Say I write a bunch of articles and submit them to article directories before the search engines have indexed the original copies at my site, and the spiders pick up the submitted versions on them on other sites before they pick up my version, would they then penalize me for copying the article site's content? I'm an independent games developer and my company site always gets #1 for search of our game names in all search engines. I have a feeling this is because our site is always the first to show the game's listing, a good month or so before any affiliates get hold of it. Quite often our affiliates will have much higher link popularity than our own (by a factor of 10 or more), but we still get #1. The affiliates will in general use the same or similar sales pitch. This leads me to believe the first instance of a new set of text on a site is given greater weight than later copies of it on other sites. Does anyone agree/disagree with me? Do you think I should wait to get each article fully indexed before submitting? (the articles are from an non games site)
Hi Nexic, I'd suggest that you write (or have written) different articles for submission to the directories than those that appear on your website - this way, your website content remains "exclusive", and you won't need to worry about duplicate content issues. Probably not the answer you were looking for, but I've heard repeatedly from sources that I trust that it's the best way to go. HTH, Sam
Hi When submitting your articles to the article directories, you can also put you bio and a link to your website. This will also help SE to find your site from article directories and index your site. This will in no way duplicate the content when the author of the content remains same.
You will not get penalized for submitting articles to article directories. If you plan on publishing the article on your own site, do that a month or two before submitting them to article directories. See this thread: http://forums.digitalpoint.com/showpost.php?p=759173&postcount=17
Hey All The thing I do is to add a comment above the article that is a couple of paragraphs long on my site ... something that relates to that article Then I add another one under my resource box which changes the way googies looks at it alot ... you can even do this with articles which you find that have reprint rights ... put them on your site and make a comment above the title and below their box... Google has no way of telling when an article begins and when it finishes Just DONT put anything between the title and the resource box - that is illegal I dont know much - but its working for me If you need articles or if you need a great place to submit them you can check out submitcontent.com
It doesn't matter if you add lots of stuff before and after the article or not. Google will still recognize it as duplicate content and possibly filter it (not penalize it) from search results. See this reference: http://www.google.com/apis/reference.html#2_3 Of course, adding more text before and after the article does help somewhat because you are adding content to your site. More content means more chances to match the search term, so it will help a bit, but it won't prevent the article from being recognized as a duplicate content snippet.

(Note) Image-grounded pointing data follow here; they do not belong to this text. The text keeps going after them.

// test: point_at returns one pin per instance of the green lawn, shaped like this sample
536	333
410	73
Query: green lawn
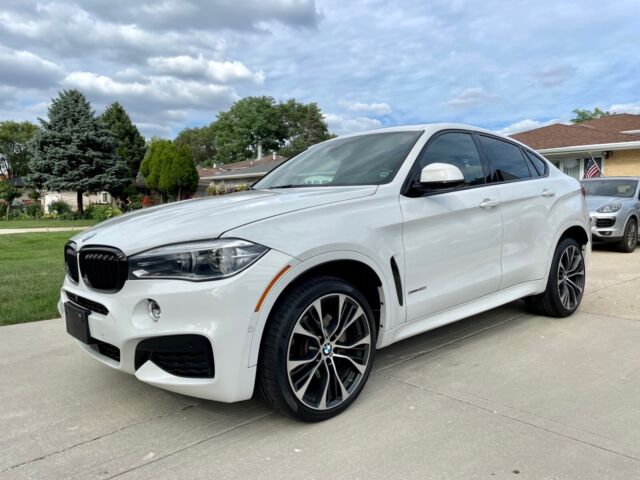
34	222
31	274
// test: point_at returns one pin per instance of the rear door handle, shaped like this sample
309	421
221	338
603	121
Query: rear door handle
489	203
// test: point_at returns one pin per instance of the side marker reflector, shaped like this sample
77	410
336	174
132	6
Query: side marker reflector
273	281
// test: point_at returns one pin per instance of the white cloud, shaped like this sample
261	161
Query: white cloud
555	75
375	108
341	124
471	97
200	67
524	125
633	108
22	69
155	93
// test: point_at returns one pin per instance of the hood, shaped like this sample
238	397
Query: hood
595	202
210	217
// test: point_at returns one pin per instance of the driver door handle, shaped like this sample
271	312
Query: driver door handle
489	203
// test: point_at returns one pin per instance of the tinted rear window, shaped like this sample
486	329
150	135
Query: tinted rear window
539	164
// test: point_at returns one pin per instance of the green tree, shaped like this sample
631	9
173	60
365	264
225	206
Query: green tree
73	150
584	115
14	147
130	145
8	193
305	126
202	143
249	122
169	169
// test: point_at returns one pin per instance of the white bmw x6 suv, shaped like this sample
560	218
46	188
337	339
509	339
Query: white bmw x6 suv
358	242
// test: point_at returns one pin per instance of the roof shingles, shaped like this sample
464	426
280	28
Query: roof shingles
593	132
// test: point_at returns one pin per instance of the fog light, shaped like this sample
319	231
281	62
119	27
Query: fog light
154	310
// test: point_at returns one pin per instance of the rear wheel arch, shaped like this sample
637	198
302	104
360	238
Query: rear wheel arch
577	233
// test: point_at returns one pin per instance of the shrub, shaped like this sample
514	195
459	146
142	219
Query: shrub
34	211
60	208
104	212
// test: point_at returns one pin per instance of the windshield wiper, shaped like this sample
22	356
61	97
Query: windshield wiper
290	185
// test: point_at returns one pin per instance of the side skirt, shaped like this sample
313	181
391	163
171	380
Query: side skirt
461	311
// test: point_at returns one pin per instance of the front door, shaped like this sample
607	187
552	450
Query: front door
452	240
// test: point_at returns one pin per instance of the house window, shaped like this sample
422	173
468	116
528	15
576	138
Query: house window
585	162
576	167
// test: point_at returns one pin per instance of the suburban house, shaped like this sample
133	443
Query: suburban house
232	175
612	141
98	198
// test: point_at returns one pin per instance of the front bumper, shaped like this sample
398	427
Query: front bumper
221	310
606	227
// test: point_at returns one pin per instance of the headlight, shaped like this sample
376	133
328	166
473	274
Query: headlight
612	207
205	260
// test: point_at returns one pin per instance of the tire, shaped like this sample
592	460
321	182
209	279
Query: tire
565	285
305	369
629	239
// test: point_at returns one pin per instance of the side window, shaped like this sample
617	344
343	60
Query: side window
538	163
456	149
506	159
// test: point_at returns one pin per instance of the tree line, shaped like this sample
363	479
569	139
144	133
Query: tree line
74	149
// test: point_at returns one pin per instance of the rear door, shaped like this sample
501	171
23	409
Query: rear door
452	240
527	200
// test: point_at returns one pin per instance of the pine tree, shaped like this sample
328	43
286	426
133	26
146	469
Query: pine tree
130	144
184	173
73	150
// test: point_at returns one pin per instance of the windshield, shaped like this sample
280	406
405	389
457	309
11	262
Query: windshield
611	188
369	159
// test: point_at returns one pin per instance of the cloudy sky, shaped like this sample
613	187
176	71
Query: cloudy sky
504	65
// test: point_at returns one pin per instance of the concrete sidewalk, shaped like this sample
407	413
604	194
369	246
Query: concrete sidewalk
8	231
501	395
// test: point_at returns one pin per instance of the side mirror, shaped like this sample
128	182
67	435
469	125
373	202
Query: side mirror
438	176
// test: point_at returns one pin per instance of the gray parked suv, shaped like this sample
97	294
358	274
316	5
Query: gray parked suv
614	208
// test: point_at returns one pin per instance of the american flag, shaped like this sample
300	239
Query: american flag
592	169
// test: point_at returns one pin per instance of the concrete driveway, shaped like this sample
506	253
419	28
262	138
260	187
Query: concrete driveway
501	395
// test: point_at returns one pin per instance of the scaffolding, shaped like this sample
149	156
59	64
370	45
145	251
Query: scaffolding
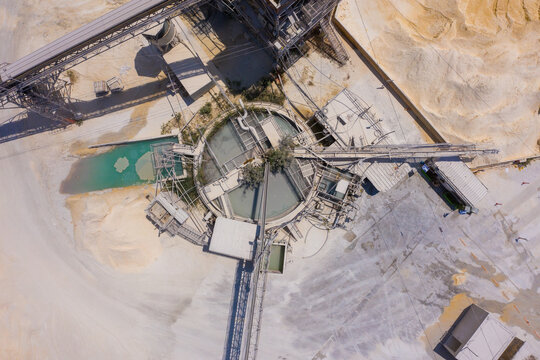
173	202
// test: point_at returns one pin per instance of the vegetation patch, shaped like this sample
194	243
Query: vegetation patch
206	109
281	157
264	90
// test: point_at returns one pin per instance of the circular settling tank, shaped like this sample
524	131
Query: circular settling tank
229	146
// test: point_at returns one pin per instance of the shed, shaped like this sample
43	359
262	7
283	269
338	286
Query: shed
459	179
188	70
477	334
233	238
101	88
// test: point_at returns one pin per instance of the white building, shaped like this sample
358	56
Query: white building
479	335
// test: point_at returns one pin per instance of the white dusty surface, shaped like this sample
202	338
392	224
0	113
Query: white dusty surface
94	281
100	284
472	67
396	282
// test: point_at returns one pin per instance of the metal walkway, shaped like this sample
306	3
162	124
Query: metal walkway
391	152
32	82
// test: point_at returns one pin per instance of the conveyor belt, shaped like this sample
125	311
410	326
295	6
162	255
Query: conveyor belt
135	16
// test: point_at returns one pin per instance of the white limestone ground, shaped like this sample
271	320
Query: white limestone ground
110	288
380	295
122	292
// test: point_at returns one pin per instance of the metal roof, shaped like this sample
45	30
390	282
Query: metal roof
176	212
88	33
477	334
233	238
188	68
462	180
470	320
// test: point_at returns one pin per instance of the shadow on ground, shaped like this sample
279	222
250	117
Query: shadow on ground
238	57
25	124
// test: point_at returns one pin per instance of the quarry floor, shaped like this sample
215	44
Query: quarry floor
395	282
87	276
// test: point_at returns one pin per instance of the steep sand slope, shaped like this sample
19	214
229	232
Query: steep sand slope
473	67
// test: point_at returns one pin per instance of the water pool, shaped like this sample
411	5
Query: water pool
225	146
124	165
282	197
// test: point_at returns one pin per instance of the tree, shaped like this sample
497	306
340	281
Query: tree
278	158
253	174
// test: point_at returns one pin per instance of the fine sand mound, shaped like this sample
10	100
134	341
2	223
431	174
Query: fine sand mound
100	226
472	67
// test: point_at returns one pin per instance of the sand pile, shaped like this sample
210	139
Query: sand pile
100	227
472	67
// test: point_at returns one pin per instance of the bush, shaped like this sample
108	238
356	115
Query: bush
278	158
253	174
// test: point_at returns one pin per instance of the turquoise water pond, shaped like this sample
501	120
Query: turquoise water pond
124	165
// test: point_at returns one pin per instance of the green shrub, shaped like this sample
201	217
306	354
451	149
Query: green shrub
206	109
278	158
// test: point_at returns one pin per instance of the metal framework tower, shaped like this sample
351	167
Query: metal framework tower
284	25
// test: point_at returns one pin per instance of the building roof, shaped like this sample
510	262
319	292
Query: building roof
233	238
383	175
478	335
180	215
462	180
188	68
271	132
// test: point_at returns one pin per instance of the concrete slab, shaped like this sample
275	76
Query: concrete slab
233	238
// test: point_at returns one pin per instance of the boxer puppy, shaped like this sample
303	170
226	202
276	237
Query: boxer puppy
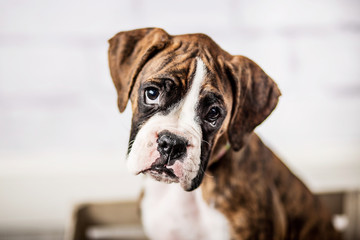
195	107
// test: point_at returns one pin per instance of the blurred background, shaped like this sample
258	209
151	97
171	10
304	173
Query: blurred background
63	141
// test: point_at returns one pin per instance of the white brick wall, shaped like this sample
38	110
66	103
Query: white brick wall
62	139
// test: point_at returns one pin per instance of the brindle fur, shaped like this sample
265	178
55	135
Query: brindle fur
256	192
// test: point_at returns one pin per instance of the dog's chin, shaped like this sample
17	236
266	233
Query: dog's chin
167	176
162	176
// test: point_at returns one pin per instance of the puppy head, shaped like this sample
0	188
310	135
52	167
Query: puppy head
186	94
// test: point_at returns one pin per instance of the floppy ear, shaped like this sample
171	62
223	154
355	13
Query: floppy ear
255	97
128	53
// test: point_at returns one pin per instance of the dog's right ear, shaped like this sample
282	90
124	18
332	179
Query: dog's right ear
128	53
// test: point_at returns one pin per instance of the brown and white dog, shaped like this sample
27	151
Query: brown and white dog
195	107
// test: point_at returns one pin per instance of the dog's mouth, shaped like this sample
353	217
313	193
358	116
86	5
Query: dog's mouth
161	173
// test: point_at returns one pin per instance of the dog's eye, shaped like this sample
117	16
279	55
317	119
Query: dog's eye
152	95
213	115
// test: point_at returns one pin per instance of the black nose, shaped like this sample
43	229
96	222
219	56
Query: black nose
171	146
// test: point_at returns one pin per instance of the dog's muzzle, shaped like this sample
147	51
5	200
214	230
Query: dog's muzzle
171	148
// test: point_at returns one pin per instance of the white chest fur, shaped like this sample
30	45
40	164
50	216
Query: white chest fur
169	212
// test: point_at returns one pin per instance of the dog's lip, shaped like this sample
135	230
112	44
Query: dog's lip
159	169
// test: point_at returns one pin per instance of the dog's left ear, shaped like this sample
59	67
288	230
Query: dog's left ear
128	53
255	96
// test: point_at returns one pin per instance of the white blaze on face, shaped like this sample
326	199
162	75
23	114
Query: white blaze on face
180	121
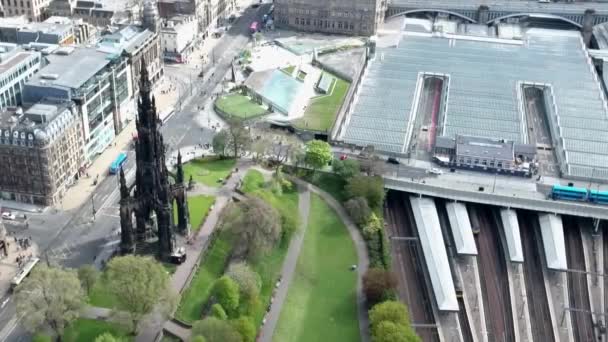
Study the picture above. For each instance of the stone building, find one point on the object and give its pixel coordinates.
(350, 17)
(40, 152)
(33, 9)
(151, 198)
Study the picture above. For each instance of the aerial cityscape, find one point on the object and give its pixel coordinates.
(303, 170)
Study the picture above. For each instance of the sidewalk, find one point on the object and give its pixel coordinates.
(84, 188)
(289, 267)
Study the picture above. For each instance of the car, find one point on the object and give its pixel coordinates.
(392, 160)
(7, 215)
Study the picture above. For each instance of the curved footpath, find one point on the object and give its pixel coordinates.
(363, 258)
(181, 277)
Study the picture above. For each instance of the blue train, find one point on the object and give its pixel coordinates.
(571, 193)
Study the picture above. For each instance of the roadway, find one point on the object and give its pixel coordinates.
(76, 237)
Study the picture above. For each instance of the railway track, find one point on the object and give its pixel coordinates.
(538, 305)
(494, 278)
(582, 323)
(408, 265)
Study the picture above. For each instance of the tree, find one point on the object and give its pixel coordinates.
(239, 137)
(244, 325)
(226, 292)
(107, 337)
(347, 168)
(140, 285)
(88, 275)
(249, 281)
(378, 284)
(318, 154)
(51, 297)
(257, 225)
(370, 187)
(358, 210)
(391, 311)
(216, 330)
(220, 143)
(372, 227)
(388, 331)
(217, 311)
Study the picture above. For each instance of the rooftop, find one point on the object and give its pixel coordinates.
(71, 68)
(477, 105)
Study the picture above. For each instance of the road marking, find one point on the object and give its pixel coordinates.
(8, 328)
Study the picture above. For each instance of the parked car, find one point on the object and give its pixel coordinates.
(7, 215)
(392, 160)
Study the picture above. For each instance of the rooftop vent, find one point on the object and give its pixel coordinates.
(49, 76)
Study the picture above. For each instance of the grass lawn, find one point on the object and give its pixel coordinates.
(195, 296)
(330, 182)
(321, 302)
(321, 111)
(239, 106)
(86, 330)
(289, 69)
(199, 207)
(208, 170)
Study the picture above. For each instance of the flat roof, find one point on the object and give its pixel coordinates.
(435, 254)
(478, 105)
(461, 228)
(510, 225)
(552, 231)
(71, 70)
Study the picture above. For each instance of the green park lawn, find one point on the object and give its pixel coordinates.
(209, 170)
(86, 330)
(211, 268)
(321, 111)
(214, 263)
(321, 302)
(199, 207)
(239, 106)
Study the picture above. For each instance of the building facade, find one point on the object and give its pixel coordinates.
(178, 36)
(40, 152)
(33, 9)
(350, 17)
(16, 67)
(97, 83)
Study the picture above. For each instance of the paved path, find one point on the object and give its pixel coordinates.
(363, 258)
(289, 266)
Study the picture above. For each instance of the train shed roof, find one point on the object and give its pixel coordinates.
(461, 228)
(512, 234)
(483, 93)
(552, 231)
(435, 254)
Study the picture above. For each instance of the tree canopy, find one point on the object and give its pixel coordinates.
(216, 330)
(257, 226)
(88, 275)
(318, 154)
(141, 285)
(369, 187)
(50, 297)
(226, 292)
(248, 280)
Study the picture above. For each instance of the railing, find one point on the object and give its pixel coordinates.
(549, 206)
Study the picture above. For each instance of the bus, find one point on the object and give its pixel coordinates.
(118, 163)
(254, 27)
(24, 272)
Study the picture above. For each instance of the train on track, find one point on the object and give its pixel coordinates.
(571, 193)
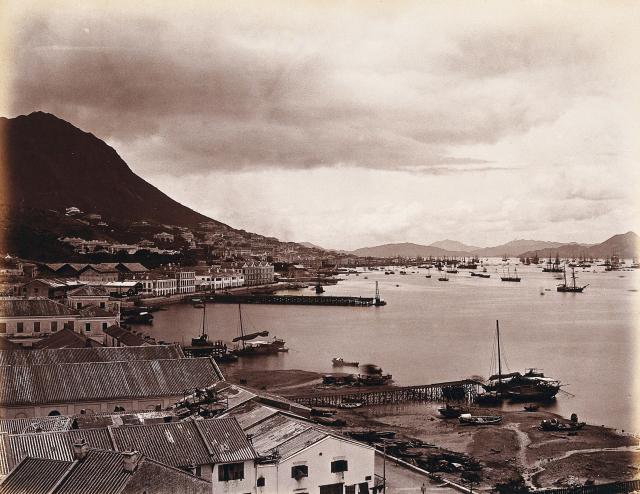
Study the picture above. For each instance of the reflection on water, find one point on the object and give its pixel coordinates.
(432, 331)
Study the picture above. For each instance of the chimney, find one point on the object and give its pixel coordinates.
(80, 449)
(130, 460)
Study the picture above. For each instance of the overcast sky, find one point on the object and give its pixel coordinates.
(356, 123)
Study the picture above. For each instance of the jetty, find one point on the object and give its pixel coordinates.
(295, 300)
(465, 391)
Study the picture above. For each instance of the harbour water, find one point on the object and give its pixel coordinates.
(433, 331)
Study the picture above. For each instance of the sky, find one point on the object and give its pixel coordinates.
(351, 124)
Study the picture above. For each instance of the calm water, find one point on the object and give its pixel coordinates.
(433, 331)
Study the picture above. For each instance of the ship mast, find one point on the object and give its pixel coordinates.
(499, 359)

Is the rss feed included before the page is served via php, perl, asp, or some other server side language, or is the text included after the page is served via javascript, vbscript, or some other client side language? Any feed that is included server side will be parsable by a search engine spider. Anything done client side will not be spiderable.
I have found it to be effective in getting the article found better by adding more keywords in the article description and in my comments .. for example if the article is about buying flowers online .. I use that alot in my summary and comments ... gets them found ALoT BETTER Before you scoff at this please try it .... Mr Crow
Oh, no scoffing! It makes perfect sense. Since many sites place the summary/teaser on more than one page (like an index and in the article itself), loading that part of the article with your keywords means that even if the article is not returned as a search result, perhaps the index of articles (the bit that contains the teasers) will be returned.